Described in a paper from Google DeepMind and Google researchers led by Pushmeet Kohli, the system is not a single chatbot but a hierarchical team of agents. A project coordinator sits at the top; workstream coordinators below it manage tasks such as literature review, library development, and counterexample search; and specialized agents handle the work — a search agent, a coding agent, and Gemini Deep Think acting as a proof verifier. The system runs parallel workstreams, tracks uncertainty, and — crucially — preserves failed attempts rather than discarding them, producing mathematical working documents as it goes. It runs on Gemini 3.1, and reporting likened the design to AI coding environments like Claude Code, bringing agent teams and built-in review cycles to math research.

"The future of Math is mathematicians and AI agents working together," Kohli wrote, calling it "a multi-agent system designed to actively collaborate with human experts on open-ended research mathematics."

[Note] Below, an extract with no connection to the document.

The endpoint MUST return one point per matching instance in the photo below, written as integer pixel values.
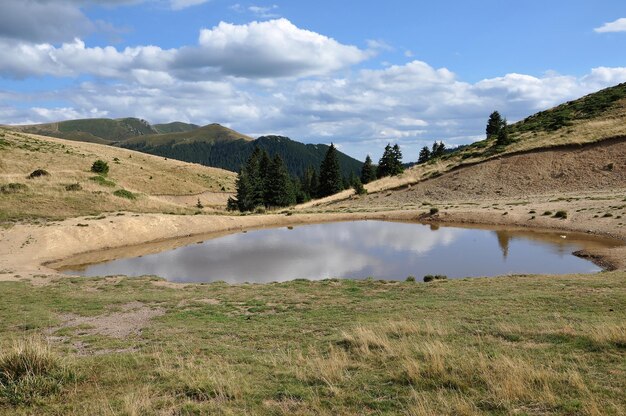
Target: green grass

A benchmark high — and a real result

On FrontierMath Tier 4 — Epoch AI's hardest tier, with problems it says are "designed to surpass Tier 3 in difficulty, with some potentially remaining unsolved by AI for decades" — the system scored 48%, solving 23 of 48 problems, up from 19% for Gemini 3.1 Pro alone. That is a new high among AI systems evaluated on the tier.

The more striking demonstration was human-AI collaboration. Marc Lackenby, a mathematician at Oxford, used the system on an open problem from the Kourovka Notebook (Problem 21.10, in group theory). The AI's first proof attempt contained a flaw — but a reviewer agent flagged it, and in working through the rejected output Lackenby spotted what he called a "really, really clever proof strategy" and realized he knew how to fill the gap. "The system works best when the user is familiar with the area," he noted.

Why it matters

The release lands amid a run of AI-and-mathematics moments. Fields Medalist Timothy Gowers recently reported that ChatGPT 5.5 Pro improved bounds on open number-theory problems posed by Melvyn Nathanson in under two hours, with one collaborator calling the model's key idea "completely original." DeepMind's framing is deliberately collaborative: an assistant that surfaces literature, runs computations, drafts proofs, and verifies them — leaving the mathematician to steer.

For now, AI co-mathematician is in a limited initial release detailed in an arXiv paper; Google says it wants to build products offering broader access. The bigger question it raises is the one running through every research field this year: as agentic systems get good enough to contribute genuinely original ideas, what happens to the training pipeline for the next generation of experts?